Memórias de bar 

     Sem porquês, decidiu escrever. Aliás, é um típico comportamento de quem não usa os sons além de formais sucessões de conformidade. Ele era assim. Posso-lhes assegurar que sempre o será. 
     Não fazia idéia da composição que o tomaria naquele silêncio inquietante pré-desjejum. Não se importava com faltas ou atrasos; falências ou falácias. Não seria sobre medicina ou artes-plásticas. Precisava desabafar com as letras. Era só. 
     Interrompido várias vezes por ataques de ausência, vez por outra pensava no ceticismo da violência contumaz. Nem cria ser possível erradicá-la, já que se violentava no cotidiano de suas frustrações. 
     Pensou no bar. O bar antigo... Aquele das mesas de pé de ferro e tampo de mármore.   
     O velho e bom bar de outrora, quando ‘saideiras’ eram iniciadas e depois perpetuadas de melodias saturnais. Extrairia daquele hemisfério o sumo essencial da vida. A alma dos bares ele encontrara. 
     Paredes mortas, de pintura esmaecida; luzes flácidas, que mal pareciam luar. No piso, tabuleiro de xadrez, disputava partidas imaginárias em jogos de alegria e dor. Dos banheiros – não tinha certeza – um entra e sai de criaturas fétidas, derradeiros sinais de alívio e angústia. 
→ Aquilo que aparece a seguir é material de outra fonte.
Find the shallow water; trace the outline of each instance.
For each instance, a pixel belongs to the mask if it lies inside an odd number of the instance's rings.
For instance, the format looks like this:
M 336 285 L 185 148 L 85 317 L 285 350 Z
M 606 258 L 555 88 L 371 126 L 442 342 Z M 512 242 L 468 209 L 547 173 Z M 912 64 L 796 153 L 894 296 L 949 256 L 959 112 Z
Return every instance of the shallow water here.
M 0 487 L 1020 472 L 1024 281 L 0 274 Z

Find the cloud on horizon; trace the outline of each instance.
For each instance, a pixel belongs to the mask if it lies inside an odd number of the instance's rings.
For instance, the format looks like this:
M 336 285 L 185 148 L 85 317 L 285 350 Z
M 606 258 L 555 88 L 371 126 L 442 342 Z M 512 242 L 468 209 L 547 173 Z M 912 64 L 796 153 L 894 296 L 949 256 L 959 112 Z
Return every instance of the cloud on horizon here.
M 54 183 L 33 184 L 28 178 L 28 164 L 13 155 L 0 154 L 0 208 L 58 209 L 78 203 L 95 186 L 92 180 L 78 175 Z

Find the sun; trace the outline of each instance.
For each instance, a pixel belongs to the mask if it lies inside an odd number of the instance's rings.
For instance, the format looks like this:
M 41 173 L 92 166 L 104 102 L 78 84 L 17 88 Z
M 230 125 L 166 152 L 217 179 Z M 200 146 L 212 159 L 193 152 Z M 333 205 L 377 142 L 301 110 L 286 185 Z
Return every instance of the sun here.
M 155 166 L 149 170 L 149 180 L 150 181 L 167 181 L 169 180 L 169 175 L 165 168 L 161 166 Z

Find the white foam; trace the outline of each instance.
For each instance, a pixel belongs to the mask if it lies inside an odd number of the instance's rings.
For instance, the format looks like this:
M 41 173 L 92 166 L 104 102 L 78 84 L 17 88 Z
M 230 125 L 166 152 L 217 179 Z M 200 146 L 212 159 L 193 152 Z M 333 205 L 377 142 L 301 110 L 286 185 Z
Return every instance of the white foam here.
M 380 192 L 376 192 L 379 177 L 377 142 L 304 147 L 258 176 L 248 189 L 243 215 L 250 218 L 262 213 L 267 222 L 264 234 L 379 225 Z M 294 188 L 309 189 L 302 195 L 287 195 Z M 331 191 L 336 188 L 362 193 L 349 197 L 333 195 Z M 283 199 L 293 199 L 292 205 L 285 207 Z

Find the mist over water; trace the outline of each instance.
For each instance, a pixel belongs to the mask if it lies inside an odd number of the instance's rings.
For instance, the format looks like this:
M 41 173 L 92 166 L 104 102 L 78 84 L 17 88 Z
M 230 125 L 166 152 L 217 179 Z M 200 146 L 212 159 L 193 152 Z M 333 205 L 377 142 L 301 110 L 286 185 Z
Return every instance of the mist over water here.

     Não havia cardápio, antes ‘menu’; nem a “infame destruidora de idéias próprias”, a televisão, entretanto um rádio de válvula, ora silencioso, a minutar o féretro da saudosa boêmia. 
     Sempre quis ter ali. Sentia-se atraído por sua glória passadista e presente desmerecedor, todavia se detinha, com vergonha de julgarem-no único em sua adoração pelo tédio. 
     Pediria a boa coalhada das quinze horas ou o café fresco, passado no pano amarelado de experiências infindas. Reencontraria o garçom, português casto, quarenta anos de cá estar, para pedir-lhe a bagaceira d’além-mar. Seria mágico consumir azeitonas e tremoços ou sardinhas, sem remorso, autênticas manifestações lusitanas. Que viesse Manuel, Joaquim, José, desde que trouxesse, na bandeja, a pureza nacionalista de seu sotaque. 
     Já sabia sobre o que escrever. Adviera a tese de sua crônica. Antevira, passo a passo, a descrição minuciosa de suas sensações. Estava lá, no bar de ontem. No bar de suas memórias pueris. Pronto para elucidar sem os ecos das palavras, o que as letras prescrevem ao silêncio da eterna lembrança.